Les élèves se bousculaient dans le couloir, dans un chahut informe et incompréhensible, cherchant la cabine des copains ou la meilleure place, celle que l'on disait être visitée par la dame aux bonbons en premier, ou tout autre histoire puérile et amusante qui se racontait chaque année. Les regards moqueurs, qu'ils fussent le produit de la paranoïa de Margaret ou une réalité, lui semblaient pleuvoir... Jusqu'à ce qu'une silhouette vint se détacher de la foule. Une silhouette fine et froide, cette exacte silhouette que Margaret ne voulait voir.

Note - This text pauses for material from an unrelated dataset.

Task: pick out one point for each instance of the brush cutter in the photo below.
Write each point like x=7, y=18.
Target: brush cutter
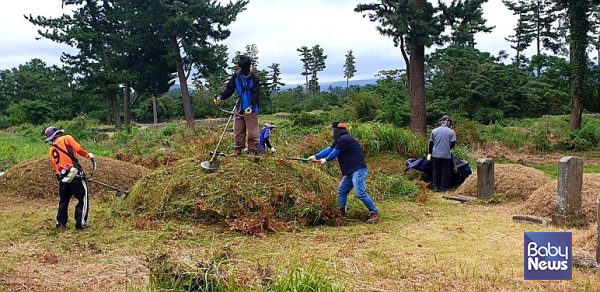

Elle était grande, si grande. Cela avait toujours été le cas, Saskia surplombait même la plupart des garçons de son âge, mais avoir été humiliée par elle ne pouvait qu'accentuer cette impression de hauteur méprisante, d'être vue de haut, à peine considérée.
Elle avançait à contre-courant, et contrairement à Margaret qui se voyait jeter l'opprobre, elle n'inspirait de son côté qu'un mutisme respectueux. Avant d'être championne, Saskia était redoutée, et maintenant que la rumeur courait, certains petits commençaient à avoir des étoiles dans les yeux lorsqu'elle passait devant eux, sans oser lui parler. Seuls des murmures accompagnaient la tsarina et son air impérieux, qui amena avec elle le silence et fit stoper la plupart des mouvements quand elle s'arrêta l'instant d'une seconde devant Margaret.
Tous les regards étaient plantés en elles, voyeurs et désagréables, tous tournés vers Margaret qui se faisait dominer de tout son long par la serdaigle aux cheveux d'or et à l'aura boréale. Elle esquissa un sourire, à peine perceptible, qui quoi qu'il eut voulu dire parut odieux et méprisant aux yeux de la bête noire des Roy.
Sans rien dire, Saskia reprit alors son chemin. Il ne s'était passé qu'un instant, mais aux yeux de Margaret il s'était déroulé une éternité. Tout autour d'elle, les regards continuaient de la fixer comme des charognards, reprenant lentement leurs activités.